Album: Paradise Lost

Erscheinungsjahr: 2005

Anspieltipp: Close your eyes

Autor: Markus

Paradise Lost haben es in der Vergangenheit ihren Fans nicht immer leicht gemacht. Als die Band Anfang der Neunziger noch in den Kinderschuhen steckte, frönte die Mannschaft von der Insel dem Death Metal und veröffentlichte mit ihrem Debut „Lost paradise“ ein abgrundtief finsteres Album. Mit der darauf folgende Scheibe „Gothic“ variierte die Band ihren Stil ein wenig und erfand kurzerhand ein neues Subgenre, was dazu führte, dass dieses Werk noch heute als absoluter Klassiker gehandelt wird. „Shades of god“ und vor allem „Icon“ enthielten dann erstmals einfacher nachvollziehbare Songstrukturen. Paradise Lost hatten es geschafft, massenweise düstere Hits für die Ewigkeit zu schreiben. „Draconian Times“ stellte zwei Jahre später so etwas wie den perfekten Nachfolger zu „Icon“ dar und war ein gewaltiger kommerzieller Erfolg.

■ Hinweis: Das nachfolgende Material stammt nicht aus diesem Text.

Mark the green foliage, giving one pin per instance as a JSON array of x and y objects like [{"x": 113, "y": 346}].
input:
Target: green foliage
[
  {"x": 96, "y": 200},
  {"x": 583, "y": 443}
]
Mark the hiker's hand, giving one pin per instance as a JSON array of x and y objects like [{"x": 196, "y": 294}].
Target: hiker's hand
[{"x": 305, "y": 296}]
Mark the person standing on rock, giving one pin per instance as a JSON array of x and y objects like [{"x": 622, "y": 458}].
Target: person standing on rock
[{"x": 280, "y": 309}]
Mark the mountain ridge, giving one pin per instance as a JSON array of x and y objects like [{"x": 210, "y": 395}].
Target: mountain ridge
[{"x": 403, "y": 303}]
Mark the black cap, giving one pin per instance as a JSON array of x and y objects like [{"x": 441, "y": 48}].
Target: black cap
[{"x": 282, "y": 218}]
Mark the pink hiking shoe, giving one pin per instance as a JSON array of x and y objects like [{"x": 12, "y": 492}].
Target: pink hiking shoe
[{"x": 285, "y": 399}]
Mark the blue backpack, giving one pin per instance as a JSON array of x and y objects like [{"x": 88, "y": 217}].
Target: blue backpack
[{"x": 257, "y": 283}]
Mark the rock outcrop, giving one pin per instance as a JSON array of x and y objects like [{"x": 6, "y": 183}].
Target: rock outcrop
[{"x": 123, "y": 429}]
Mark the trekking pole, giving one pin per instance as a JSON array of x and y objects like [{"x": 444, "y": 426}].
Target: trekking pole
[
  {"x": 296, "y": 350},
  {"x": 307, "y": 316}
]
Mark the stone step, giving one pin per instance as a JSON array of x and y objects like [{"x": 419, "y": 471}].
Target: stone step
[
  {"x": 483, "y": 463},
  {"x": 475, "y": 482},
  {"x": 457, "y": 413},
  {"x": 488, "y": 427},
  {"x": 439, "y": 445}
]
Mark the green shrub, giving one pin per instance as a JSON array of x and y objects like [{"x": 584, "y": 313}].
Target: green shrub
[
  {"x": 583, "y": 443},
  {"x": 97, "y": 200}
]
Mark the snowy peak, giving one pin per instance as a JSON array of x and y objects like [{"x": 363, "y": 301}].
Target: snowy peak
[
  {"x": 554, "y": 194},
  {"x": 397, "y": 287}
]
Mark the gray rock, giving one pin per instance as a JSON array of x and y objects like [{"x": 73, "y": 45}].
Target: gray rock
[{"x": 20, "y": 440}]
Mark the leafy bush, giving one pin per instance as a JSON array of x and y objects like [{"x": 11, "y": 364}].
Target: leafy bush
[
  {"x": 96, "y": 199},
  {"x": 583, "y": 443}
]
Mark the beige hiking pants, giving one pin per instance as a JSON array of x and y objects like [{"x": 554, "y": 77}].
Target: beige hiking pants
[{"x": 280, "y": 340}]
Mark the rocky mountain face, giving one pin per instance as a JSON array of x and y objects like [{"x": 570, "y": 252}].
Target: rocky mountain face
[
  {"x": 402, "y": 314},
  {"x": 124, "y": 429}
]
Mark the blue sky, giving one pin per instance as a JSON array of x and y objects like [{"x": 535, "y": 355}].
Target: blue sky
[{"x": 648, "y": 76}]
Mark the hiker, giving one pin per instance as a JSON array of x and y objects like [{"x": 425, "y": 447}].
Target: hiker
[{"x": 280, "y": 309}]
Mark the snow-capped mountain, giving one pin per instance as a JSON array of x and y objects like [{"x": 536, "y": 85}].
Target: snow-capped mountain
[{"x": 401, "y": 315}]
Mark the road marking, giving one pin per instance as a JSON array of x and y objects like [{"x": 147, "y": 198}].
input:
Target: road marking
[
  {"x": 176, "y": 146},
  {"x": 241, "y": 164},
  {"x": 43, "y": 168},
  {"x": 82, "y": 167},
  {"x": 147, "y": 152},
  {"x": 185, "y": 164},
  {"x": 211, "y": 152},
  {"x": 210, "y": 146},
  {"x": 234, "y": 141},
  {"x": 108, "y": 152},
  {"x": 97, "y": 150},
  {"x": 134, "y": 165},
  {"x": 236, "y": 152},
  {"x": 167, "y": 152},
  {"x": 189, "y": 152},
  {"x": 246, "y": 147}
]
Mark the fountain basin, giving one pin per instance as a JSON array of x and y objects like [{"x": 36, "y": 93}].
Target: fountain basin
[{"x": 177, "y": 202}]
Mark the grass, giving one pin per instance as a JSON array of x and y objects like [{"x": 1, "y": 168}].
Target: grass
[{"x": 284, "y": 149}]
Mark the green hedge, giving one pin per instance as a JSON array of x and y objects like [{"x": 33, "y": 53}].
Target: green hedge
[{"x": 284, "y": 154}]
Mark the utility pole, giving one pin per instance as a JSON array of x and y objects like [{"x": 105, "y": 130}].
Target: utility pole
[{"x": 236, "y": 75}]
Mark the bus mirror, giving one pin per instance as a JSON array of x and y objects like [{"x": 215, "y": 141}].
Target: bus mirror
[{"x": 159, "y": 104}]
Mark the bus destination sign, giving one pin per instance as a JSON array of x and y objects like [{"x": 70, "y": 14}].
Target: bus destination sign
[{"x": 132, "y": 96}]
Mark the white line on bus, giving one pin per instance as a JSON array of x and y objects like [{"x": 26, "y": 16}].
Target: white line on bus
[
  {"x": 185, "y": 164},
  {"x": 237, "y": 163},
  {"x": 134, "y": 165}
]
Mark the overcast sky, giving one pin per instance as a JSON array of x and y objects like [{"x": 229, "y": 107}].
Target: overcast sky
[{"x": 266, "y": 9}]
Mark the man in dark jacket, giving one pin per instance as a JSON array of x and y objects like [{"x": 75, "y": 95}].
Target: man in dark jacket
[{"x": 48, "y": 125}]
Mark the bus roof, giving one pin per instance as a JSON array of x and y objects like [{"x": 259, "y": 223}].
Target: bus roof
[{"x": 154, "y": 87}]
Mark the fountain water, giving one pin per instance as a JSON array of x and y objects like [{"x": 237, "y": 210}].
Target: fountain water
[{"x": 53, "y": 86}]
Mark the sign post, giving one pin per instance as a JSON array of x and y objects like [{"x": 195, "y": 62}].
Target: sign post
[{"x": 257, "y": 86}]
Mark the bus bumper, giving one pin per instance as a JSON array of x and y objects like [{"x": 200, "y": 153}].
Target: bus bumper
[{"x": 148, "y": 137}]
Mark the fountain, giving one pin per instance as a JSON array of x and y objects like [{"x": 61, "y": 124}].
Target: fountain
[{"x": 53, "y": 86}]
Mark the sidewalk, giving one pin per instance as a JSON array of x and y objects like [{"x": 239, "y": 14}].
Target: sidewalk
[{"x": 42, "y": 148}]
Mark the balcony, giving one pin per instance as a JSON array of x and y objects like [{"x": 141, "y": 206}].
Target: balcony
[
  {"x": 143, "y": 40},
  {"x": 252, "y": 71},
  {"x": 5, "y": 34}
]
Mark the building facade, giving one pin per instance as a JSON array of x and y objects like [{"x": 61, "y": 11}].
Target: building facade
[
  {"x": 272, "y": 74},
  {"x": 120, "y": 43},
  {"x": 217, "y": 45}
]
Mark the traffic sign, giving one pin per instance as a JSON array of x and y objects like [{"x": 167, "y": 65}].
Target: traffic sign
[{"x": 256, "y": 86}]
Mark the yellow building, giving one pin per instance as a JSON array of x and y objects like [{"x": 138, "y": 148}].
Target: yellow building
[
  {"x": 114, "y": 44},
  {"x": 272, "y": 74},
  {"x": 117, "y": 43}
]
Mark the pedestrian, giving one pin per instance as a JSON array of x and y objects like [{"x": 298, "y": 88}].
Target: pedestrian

Trotzdem läutete „One second“ im Jahr 1997 eine neue Ära in der Bandgeschichte ein. Vom einst vorherrschenden klassischen Metal war nicht mehr viel übrig geblieben. Stattdessen gab es elektronische Elemente und eingängige Songs auf allerhöchstem Niveau  zu hören. Den auf „One second“ eingeschlagenen Weg führte man mit dem umstrittenen 99er Album „Host“ konsequent zu Ende. Paradise Lost waren bei Depeche Mode ähnlichen Sounds gelandet. Viele Fans konnten der Entwicklung der Band nicht mehr folgen und kehrten ihr den Rücken, was ich damals absolut nicht verstanden habe, da „Host“ zwar völlig anders als die bisherigen Outputs der Kapelle klang, nichts desto trotz aber ein grandioses melancholisches Werk geworden war. Meiner Meinung nach ist es sogar das beste Depeche Mode Album, welches Depeche Mode nie geschrieben haben. Mit „Believe in nothing“ und dem göttlichen „Symbol of life“ ließen es die Briten dann wieder etwas mehr krachen und konnten einiges an verloren geglaubten Boden wieder gutmachen, wenngleich elektronische Elemente weiterhin ein wichtiger Bestandteil ihrer Musik blieben. Wie sieht es also mit dem neuen selbstbetitelten Album aus? Haben wir es – wie in den letzten Monaten so oft gelesen – mit einer vollständigen Rückkehr zu „Draconian Times“-Zeiten zu tun oder erfinden sich Paradise Lost wie bisher eigentlich auf jedem Release wieder einmal neu?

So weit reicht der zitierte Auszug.